Friday, April 29, 2011

Union Steward (part four)

I feel bad that his name escapes me. Thirtyish, working class Brit accent—a young Michael Caine would play him in the movie. He had moved to LA with his sister. I don’t remember what brought them over. The first anarchists I’d met—this was a couple of years before my punk period. Together they were a terror. Calling the bosses on their games, disgusted with us for being such wimps. Management put up with them, I think because of their accents. Gave the place some class. And they were white and I may as well say it—you could get away with more if you were. It was all about presenting at the airlines. Still is, but it was clunkier then. You could see the strings. The Corps are smoother now. They know how to use tokenism and when to cover their tracks.

He’d clocked in late after missing the tram. The Op Manager had taken a lot of shit from him, had had it. His paycheck had been stamped Termination. But not mine, this week. I gathered up my quarters and called Denver. Funny how memory works—I still remember the phone booth, graffiti’d and stuffy in the LA heat. Ernie wasn’t in but a woman on the phone gave me the rote instructions. Stay cool, send him home, wait it out. But my anarchist friend didn’t want to stay cool. He wanted to take the tram out to the office and bust some heads. I couldn’t physically restrain him, he was tougher than me. I suggested we go out and get a drink, cool off and make plans. I risked going home early. The shift supervisor was on the clock, pro union so I could get away with playing sick.

We knew an unlicensed limo driver. Nice guy—we’d steer people to his car and get a five buck kickback. He drove us to a Hyatt that had a nice hotel bar. We needed to get out of LAX. My comrade was livid. I was pretty scared. I don’t think “going postal” was a term we knew yet, but I feared that. I decided on a dubious strategy: I’d get him settled into the bar and feed him drinks. Of course alcohol can have any number of effects—I prayed that it would work as a sedative. He raved on and I bought the drinks. It must have cost me a week’s pay, and, get this: a few weeks later Ernie had the BRAC pay me back for those drinks. I’d done the right thing.

I was trying to protect what we’d put together. I knew if we got to the office we’d rip it up, probably get arrested.
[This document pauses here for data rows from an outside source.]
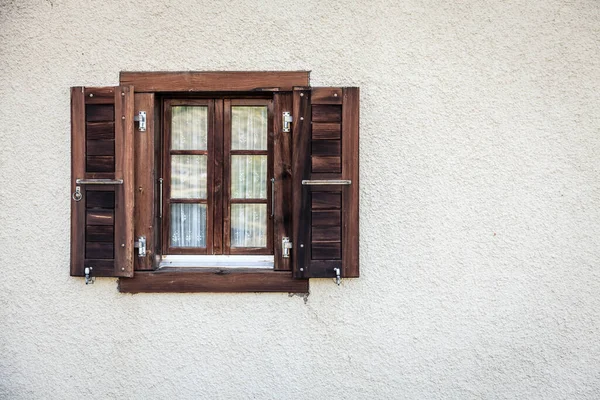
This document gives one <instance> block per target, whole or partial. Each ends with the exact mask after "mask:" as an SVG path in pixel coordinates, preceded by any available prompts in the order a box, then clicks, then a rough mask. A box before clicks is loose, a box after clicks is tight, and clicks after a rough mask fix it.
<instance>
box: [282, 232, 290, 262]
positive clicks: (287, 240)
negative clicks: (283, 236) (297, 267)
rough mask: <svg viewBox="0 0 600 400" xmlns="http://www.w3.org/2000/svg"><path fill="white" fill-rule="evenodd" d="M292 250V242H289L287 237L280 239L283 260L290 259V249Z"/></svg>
mask: <svg viewBox="0 0 600 400" xmlns="http://www.w3.org/2000/svg"><path fill="white" fill-rule="evenodd" d="M291 248H292V242H290V238H289V237H287V236H286V237H284V238H282V239H281V249H282V254H281V256H282V257H283V258H290V249H291Z"/></svg>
Me too, because I would have felt obligated to stand with my co-worker. No questions, either. I think, once, it was in people’s blood to feel loyal to co-workers. Well, many people. And I think that’s a lost value now. God, I hate this—sounding like an old fart, complaining that the world has gone to hell in a hand basket, but as I try to wrestle with the decline of organized labor I keep coming up with this, that it’s a character issue and something is missing, at least in the USA.

We were drinking well drinks, whatever they put in the gin and tonics. They started to do the trick. We reached that point where alcohol is a truth serum and we told our life stories. I wish I could remember the details but I think it was all pretty hardscrabble. I do remember him telling me that he liked animals better than people. He had a couple of dogs. He did have a passion for politics that came out of some love, or lost love, of humanity. I’m from a blue collar background myself so I’m loath to romanticize the “working class”. But this guy was the real thing. Perhaps we should have gone in there, torn up an office, knocked some heads…
We moved beyond the confessional phase and into something sloppier. He agreed to try things my way, to let the union pull him out of the fire. They’d done it for me. I trusted them.

I called our limo friend. He took us home for the cost of a tank of gas. Dropped of my co-worker first, in Inglewood, then took me southeast on the freeway to my house in Gardena. I was feeling that elated type of drunkenness, top of the world. I’d headed off a nasty situation and here I was, back seat of a big black Lincoln Continental, a labor leader.